I think the GCC 12 IL would require tracking equivalences on parts of registers, in this case that _2 is equal to the low part of a.0_1. That is, one would need to extend what CCP does with bit propagation to include equivalences. There's also the if ((long)unsigned-var != 0) -> if (unsigned-var != 0) transform that could save us here but we have that guarded with single_use () and the converted value is used after the branching but not the source so we'd have increased register pressure. I do not see a good way to fix this issue, slightly altering the testcase to do the undesired transform on the source level static long a; static unsigned b; void foo(void); int main() { long c, e; b = a; c = (unsigned)a; e = c ? 2 / (c + 1) : 0; if (e && !b) foo(); a = 0; } causes the issue to appear also with GCC 11.
(In reply to Richard Biener from comment #9) > I think the GCC 12 IL would require tracking equivalences on parts of > registers, > in this case that _2 is equal to the low part of a.0_1. That is, one would > need to extend what CCP does with bit propagation to include equivalences. > I have in my workqueue some thoughts for GCC13 where we can track partial equivalences so we can see through different casts and masks. a.0_1 = a; _2 = (unsigned int) a.0_1; b = _2; _6 = a.0_1 & 4294967295; c_10 = _6; if (c_10 != 0) goto <bb 3>; [INV] _2 would be a 32 bit equivalence with a.0_1 generated by op_cast, and _6 would also be a 32 bit equivalence with a.0_1 generated op_bitwise_and.
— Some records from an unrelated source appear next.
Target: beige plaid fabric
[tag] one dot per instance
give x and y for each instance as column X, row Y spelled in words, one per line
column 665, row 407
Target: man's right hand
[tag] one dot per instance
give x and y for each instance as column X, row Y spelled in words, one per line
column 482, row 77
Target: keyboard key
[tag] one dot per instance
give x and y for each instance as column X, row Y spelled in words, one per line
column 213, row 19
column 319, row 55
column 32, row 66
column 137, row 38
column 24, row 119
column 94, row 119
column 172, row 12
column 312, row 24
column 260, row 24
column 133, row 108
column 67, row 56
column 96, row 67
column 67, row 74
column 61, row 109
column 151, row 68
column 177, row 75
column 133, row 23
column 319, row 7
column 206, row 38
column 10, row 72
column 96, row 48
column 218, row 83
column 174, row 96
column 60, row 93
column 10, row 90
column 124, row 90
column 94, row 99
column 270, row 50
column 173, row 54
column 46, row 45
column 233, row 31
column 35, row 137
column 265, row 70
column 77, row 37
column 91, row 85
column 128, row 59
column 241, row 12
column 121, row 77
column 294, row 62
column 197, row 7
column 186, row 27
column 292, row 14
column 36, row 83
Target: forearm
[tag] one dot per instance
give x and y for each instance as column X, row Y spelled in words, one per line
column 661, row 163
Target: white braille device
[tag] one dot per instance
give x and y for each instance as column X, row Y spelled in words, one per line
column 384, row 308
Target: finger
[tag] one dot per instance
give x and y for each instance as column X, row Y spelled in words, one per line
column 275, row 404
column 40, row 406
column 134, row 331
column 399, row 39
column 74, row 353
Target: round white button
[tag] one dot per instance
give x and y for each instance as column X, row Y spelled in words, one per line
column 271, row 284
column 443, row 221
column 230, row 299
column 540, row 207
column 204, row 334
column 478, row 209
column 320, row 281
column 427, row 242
They would all end up in the same partial equivalence set. and when a range for anything in that set falls into the bitrange of the equivalence size, like the [0,0] , then it can be applied (with some restrictions), to other members of the set. Its an extension of some thought I had for trying to relates different size casts to each other, just extended to include masking. There is a series of other PRs which would be fixed by this sort of ability. it has become prevalent enough to warrant the work I think. (Also 79191 91881 102705 102872)
GCC 12.1 is being released, retargeting bugs to GCC 12.2.
GCC 12.2 is being released, retargeting bugs to GCC 12.3.
The master branch has been updated by Andrew Macleod <amacleod@gcc.gnu.org>: https://gcc.gnu.org/g:6cc3394507a2303a18891d34222c53f679256c37 commit r13-3281-g6cc3394507a2303a18891d34222c53f679256c37 Author: Andrew MacLeod <amacleod@redhat.com> Date: Wed Oct 5 10:42:07 2022 -0400 propagate partial equivs in the cache. Adjust on-entry cache propagation to look for and propagate both full and partial equivalences. gcc/ PR tree-optimization/102540 PR tree-optimization/102872 * gimple-range-cache.cc (ranger_cache::fill_block_cache): Handle partial equivs. (ranger_cache::range_from_dom): Cleanup dump output. gcc/testsuite/ * gcc.dg/pr102540.c: New. * gcc.dg/pr102872.c: New.
fixed.